There was hardly a man alive in the United States who didn’t have strong feelings about Edwin McMasters Stanton. Stanton had acquired a fierce reputation since taking charge of the War Department in 1862. Gruff and self-assured, he was an intimidating figure with his long, flowing beard and his gold-rimmed spectacles. He seemed to fear nothing. After only weeks in office, he had taken over the nation’s telegraph lines and railroads, censored news reports, and summarily fired anyone he considered corrupt or inefficient. He had been especially hard on dissidents, whom he regarded as traitors. Thousands fell under his ambit when Congress took the control of political prisoners away from the State Department. Pleas for clemency were ignored. Stanton appeared ruthless and uncompromising, and a face-to-face encounter with him was something most people tried to avoid.
Entering the room, the secretary spoke with an unaccustomed softness.
“Mr. Sterling, what news is this you bring?”
“The President was shot while at the theater, and, I was told, is dead.”
Stanton’s response was surprisingly calm. “Do you know who shot him?” he asked.
“Yes,” came the reply. “They say it was a man named Booth, who sprang to the stage from the President’s box with a large knife in his hand and escaped.”
The questioning was cool and methodical. Threats and rumors were a part of everyday life in wartime Washington, and Stanton had probably heard more than his share of wild tales. Few proved to be true. So, no matter how sincere these breathless young messengers were, he had reason to suspect that the situation was not as dire as they presented it.
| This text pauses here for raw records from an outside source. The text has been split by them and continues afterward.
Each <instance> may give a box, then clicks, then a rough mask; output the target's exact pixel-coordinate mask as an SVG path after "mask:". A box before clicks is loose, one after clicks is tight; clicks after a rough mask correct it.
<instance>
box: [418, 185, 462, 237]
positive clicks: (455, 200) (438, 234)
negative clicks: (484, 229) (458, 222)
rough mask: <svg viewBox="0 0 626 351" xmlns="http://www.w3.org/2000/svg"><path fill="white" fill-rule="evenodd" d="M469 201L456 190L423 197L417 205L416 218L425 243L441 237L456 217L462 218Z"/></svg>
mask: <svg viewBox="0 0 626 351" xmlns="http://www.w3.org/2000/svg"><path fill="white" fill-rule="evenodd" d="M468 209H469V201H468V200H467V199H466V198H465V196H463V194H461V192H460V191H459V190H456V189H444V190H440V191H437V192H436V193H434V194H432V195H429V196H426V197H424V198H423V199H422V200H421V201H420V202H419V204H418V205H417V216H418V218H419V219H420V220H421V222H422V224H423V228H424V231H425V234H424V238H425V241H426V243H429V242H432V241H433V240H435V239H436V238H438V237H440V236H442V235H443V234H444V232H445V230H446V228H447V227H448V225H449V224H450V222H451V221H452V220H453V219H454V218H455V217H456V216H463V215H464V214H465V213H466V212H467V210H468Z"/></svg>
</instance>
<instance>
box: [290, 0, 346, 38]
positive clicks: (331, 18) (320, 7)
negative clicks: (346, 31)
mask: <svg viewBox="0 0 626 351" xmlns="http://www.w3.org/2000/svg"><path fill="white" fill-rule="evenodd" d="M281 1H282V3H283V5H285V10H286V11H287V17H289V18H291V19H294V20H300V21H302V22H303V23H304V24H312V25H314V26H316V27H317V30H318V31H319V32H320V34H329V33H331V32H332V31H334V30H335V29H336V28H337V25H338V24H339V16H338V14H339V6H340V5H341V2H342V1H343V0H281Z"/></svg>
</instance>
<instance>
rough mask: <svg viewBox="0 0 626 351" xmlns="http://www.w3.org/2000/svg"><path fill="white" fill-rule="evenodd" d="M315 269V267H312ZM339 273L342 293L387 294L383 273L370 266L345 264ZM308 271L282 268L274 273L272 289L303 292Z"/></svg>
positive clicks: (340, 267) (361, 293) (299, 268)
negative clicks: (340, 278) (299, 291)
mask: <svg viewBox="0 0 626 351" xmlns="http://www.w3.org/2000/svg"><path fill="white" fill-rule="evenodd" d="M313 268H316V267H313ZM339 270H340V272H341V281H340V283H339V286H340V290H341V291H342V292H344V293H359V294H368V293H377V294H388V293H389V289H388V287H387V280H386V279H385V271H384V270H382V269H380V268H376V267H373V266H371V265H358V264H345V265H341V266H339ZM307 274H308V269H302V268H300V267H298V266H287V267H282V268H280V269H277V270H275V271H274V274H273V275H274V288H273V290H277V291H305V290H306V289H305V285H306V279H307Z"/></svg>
After all, they hadn’t actually witnessed the shooting, nor had they seen Mr. Lincoln. Perhaps this was just another overblown story. Certainly that was what Stanton wanted to believe.
Almost as an afterthought, Joseph Sterling imparted another bit of news. “As we were coming to your house,” he said, “a man informed us that Secretary Seward also had been assassinated.” Hesitantly, he added, “But that may be street rumor and untrue.”
This time, Stanton reacted. “Oh, that can’t be so. That can’t be so!” Clearly agitated, he insisted on going to Seward’s immediately. His wife had just come down the stairs, and he told her to order the carriage at once. Ellen Stanton had rarely seen her husband look so alarmed, and she pleaded with him not to leave the house. If these rumors were true, then anyone in the Cabinet was in danger—especially the secretary of war.
The bell rang again, and Stanton hurried toward the door. Johnson and Sterling feared another attack, and they tried to intercede, but the visitor was just a clerk from the Provost Marshal General’s office. He had been sent with the news about the attack on Seward. “Go quickly to Colonel Ingraham’s headquarters,” the secretary told him, “and ask him to send a cavalry guard to my house at once.”